Son second appel n’est cependant que finement perceptible, mais peut-être est-ce un choix de mise en scène…

Michelle Breedt (Brangäne)

Michelle Breedt (Brangäne)

Brett Polegato, en Kurwenal, a lui aussi une présence accrocheuse, une couleur vocale plus sombre que celle du Roi Marke, mais une même tonalité presque animale qui donne une forte densité théâtrale à son personnage. Il peut être méchant, et pas seulement compatissant.

Les deux rôles principaux sont cependant étonnants par la nature atypique de leur timbre et leur saisissante endurance.

Torsten Kerl (Tristan)

Torsten Kerl (Tristan)

Rachel Nicholls est en effet une Isolde d’une jeunesse totalement inhabituelle. Elle a la vaillance d’une Walkyrie et l’humilité d’une Jeanne d’Arc. Sa voix présente des aspérités froides, mais ses aigus perçants sont sans faille. D’une totale absence de noirceur, elle dépeint une Isolde très ambigüe, absolument pas impériale, qui peut avoir la naïveté d’une Juliette, mais aussi une fermeté de stature.

Rachel Nicholls (Isolde)

Rachel Nicholls (Isolde)

A ses côtés, mais dans un autre monde, Torsten Kerl se départit de sa tenue rigide et conventionnelle du premier acte pour révéler le chanteur que l’on aime en lui, une tendresse placide qui surgit de cette émission homogène et plaintive, et qui se nourrit d’une tessiture sombre et introspective d’où d’insolents aigus adolescents viennent prouver sa force.
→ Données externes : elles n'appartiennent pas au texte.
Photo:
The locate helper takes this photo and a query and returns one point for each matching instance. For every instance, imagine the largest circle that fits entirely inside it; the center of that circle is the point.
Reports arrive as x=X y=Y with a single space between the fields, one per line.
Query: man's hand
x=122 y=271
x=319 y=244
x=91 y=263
Ce qui est très touchant chez ces deux chanteurs, est qu’ils n’ont rien d’impressionnant en apparence, et qu’ils viennent pourtant à bout d’une tension redoutable.
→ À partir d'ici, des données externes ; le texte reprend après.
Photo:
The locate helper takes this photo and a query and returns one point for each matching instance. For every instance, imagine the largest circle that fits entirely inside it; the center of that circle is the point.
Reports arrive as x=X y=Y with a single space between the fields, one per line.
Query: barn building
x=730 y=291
Torsten Kerl, Daniele Gatti et Rachel Nicholls

Torsten Kerl, Daniele Gatti et Rachel Nicholls

Ce spectacle intelligemment construit, très bien inter-pénétré musicalement entre chanteurs et musiciens, et qui valorise le raffinement et l’intimité de l’écriture de Wagner, mérite amplement l’écoute silencieuse et captivée que lui a manifesté un public dont la jeunesse était visible.